Studie aus Schweden
Forscher der Linköping Universität wollten den Grund für die besondere Freundschaft zwischen Menschen und Hunden erforschen. Über 3.000 Hundebesitzer füllten zunächst einen umfassenden Fragebogen aus, der sowohl die subjektive Wahrnehmung der Beziehung als auch die Häufigkeit von Spiel- und Trainingsaktivitäten erfasste.
Methodik
Im Anschluss wurden mehr als 400 Teilnehmende in drei Gruppen eingeteilt. Gruppe 1 durfte über einen Zeitraum von vier Wochen jeden Tag mindestens fünf Minuten extra mit seinem Vierbeiner spielen. Gruppe 2 trainierte täglich, wobei die Hunde nach erfolgreicher Ausführung von Kommandos Leckerlis bekamen. Die dritte Gruppe diente als Kontrollgruppe und erhielt keine besonderen Anweisungen.
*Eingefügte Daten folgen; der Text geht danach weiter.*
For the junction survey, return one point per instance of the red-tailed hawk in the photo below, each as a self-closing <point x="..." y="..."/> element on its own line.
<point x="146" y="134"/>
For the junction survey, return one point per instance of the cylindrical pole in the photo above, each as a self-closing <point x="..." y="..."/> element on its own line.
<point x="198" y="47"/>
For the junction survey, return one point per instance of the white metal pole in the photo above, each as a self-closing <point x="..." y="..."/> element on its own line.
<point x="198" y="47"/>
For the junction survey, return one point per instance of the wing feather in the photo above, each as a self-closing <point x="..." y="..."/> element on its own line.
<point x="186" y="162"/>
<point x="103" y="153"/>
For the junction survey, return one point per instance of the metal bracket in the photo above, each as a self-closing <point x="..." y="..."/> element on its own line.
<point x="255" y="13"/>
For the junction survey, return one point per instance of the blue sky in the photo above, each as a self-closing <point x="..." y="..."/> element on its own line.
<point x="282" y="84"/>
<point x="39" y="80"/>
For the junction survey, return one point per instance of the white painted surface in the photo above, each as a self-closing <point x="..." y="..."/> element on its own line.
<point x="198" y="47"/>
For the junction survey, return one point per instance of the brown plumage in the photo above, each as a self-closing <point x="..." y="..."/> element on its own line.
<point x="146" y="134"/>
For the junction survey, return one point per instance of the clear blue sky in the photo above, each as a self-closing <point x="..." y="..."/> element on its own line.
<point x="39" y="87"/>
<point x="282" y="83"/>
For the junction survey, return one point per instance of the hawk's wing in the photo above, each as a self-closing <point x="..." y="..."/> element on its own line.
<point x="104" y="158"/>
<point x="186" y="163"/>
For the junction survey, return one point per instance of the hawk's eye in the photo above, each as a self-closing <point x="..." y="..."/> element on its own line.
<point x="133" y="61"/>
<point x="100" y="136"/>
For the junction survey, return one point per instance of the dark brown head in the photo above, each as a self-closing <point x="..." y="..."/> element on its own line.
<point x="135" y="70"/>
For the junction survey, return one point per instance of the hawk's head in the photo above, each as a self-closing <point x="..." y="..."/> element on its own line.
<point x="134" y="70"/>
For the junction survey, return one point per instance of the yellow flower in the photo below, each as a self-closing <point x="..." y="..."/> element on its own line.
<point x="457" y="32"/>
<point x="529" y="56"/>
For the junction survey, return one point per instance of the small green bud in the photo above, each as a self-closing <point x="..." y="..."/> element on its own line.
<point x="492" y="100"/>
Alle spielten und trainierten ohne Ablenkungen – Handys aus und Fernseher aus – um die Qualität der Interaktion zu maximieren.
Ergebnisse
Nach Abschluss der vier Wochen zeigte sich ein klarer Trend: Nur die Besitzer, die täglich spielten, berichteten von einer signifikant stärkeren emotionalen Bindung zu ihren Hunden. Die Trainingsgruppe erlebte kaum Veränderung, was nicht bedeutet, dass Training schädlich ist, sondern lediglich, dass reines Spielen die emotionale Nähe stärker fördert.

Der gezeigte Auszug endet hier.